R&D: Four Articles on NAND Flash, SSDs and NVMe

R&D: Page-Overwrite Data Sanitization in 3D NAND Flash, Challenges, Feasibility, and the PULSE Solution

Experimentally evaluate page-overwrite-based sanitization on commercial 3D NAND flash memory chips and uncover significant threshold voltage disturbances in erased cells on adjacent pages within the same layer but across different sub-blocks.

ACM Transactions on Embedded Computing Systems has published an article written by Matchima Buddhanoy, Electrical and computer engineering, Colorado State University, Fort Collins, USA, Aleksandar Milenkovic, Electrical and computer engineering, The University of Alabama in Huntsville, Huntsville, USA, Sudeep Pasricha, and Biswajit Ray, Biswajit Ray Electrical and computer engineering, Colorado State University, Fort Collins, USA.
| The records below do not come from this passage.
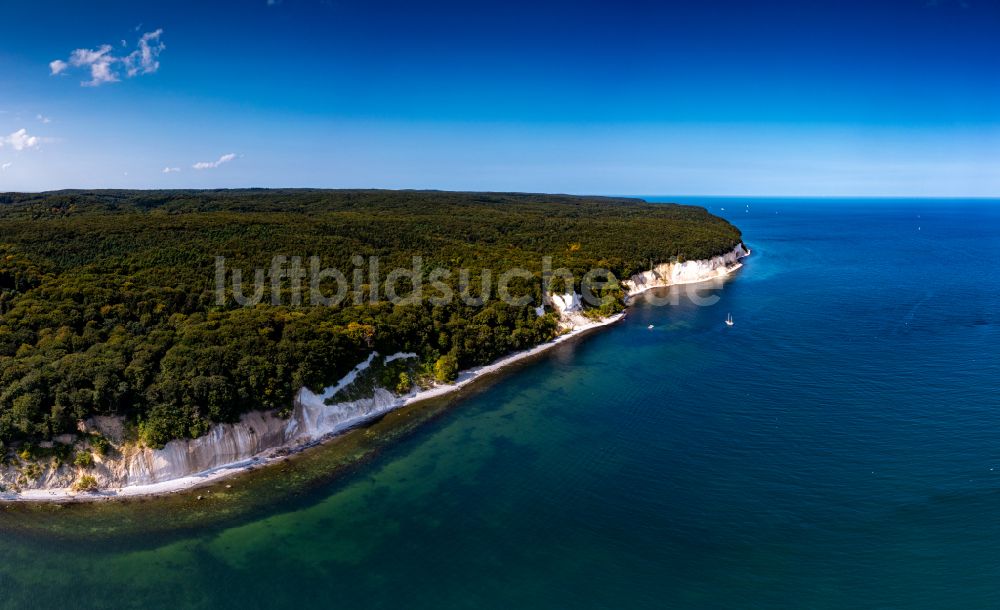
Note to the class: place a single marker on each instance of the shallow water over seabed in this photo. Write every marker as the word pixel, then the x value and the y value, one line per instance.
pixel 838 446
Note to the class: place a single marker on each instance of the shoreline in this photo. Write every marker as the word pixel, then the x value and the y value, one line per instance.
pixel 279 454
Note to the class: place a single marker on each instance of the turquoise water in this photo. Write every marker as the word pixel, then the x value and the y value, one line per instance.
pixel 839 446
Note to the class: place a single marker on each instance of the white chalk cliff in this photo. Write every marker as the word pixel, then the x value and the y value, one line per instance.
pixel 258 436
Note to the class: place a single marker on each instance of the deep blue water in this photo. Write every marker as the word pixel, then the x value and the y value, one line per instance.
pixel 838 447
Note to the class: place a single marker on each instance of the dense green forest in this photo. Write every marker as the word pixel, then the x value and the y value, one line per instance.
pixel 108 300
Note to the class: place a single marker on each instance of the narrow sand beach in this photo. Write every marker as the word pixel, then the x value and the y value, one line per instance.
pixel 465 378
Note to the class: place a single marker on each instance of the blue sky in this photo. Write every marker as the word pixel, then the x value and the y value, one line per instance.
pixel 698 97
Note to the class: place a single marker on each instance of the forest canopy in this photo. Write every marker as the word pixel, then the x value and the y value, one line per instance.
pixel 108 306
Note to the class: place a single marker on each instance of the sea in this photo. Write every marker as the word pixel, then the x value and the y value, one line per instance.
pixel 837 447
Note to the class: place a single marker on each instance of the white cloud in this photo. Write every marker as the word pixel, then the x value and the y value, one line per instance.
pixel 106 67
pixel 20 140
pixel 213 164
pixel 145 59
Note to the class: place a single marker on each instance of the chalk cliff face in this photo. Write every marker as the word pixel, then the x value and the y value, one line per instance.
pixel 688 272
pixel 259 435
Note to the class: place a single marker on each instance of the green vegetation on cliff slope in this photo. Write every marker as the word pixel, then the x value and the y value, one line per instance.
pixel 108 305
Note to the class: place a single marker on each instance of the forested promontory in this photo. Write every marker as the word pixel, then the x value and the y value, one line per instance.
pixel 108 298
Abstract: “Instant data deletion (or sanitization) in NAND flash devices is essential for achieving data privacy, but it remains challenging due to the mismatch between erase and write granularities, which leads to high overhead and accelerated wear. While page-overwrite-based instant data sanitization has proven effective for 2D NAND, its applicability to 3D NAND is limited due to the unique sub-block architecture. In this study, we experimentally evaluate page-overwrite-based sanitization on commercial 3D NAND flash memory chips and uncover significant threshold voltage disturbances in erased cells on adjacent pages within the same layer but across different sub-blocks. Our key findings reveal that page-overwrite sanitization increases the median raw bit error rate (RBER) beyond correction limits (exceeding 0.93%) in Floating-Gate (FG) Single-Level Cell (SLC) technology, whereas Charge-Trap (CT) SLC 3D NAND flash memories exhibit higher robustness. In Triple-Level Cell (TLC) 3D NAND, page-overwrite sanitization proves impractical, with the median RBER of ∼13% for FG and ∼5% for CT devices. To overcome these challenges, we propose PULSE, a low-disturbance sanitization technique that balances sanitization efficiency (\({{\eta }_{san}}\)) and data integrity (RBER). Experimental results show that PULSE eliminates RBER increases in SLC devices and reduces the median RBER to below 0.57% for FG and 0.79% for CT in fresh TLC blocks, demonstrating its practical viability for 3D NAND flash sanitization.“

R&D: Fraggle, Reducing File Fragmentation on DRAM-less SSD

Paper presents Fraggle, a host-device co-design that mitigates file fragmentation on DRAM-less SSDs by preserving the efficacy of preallocation within an extended LBA space.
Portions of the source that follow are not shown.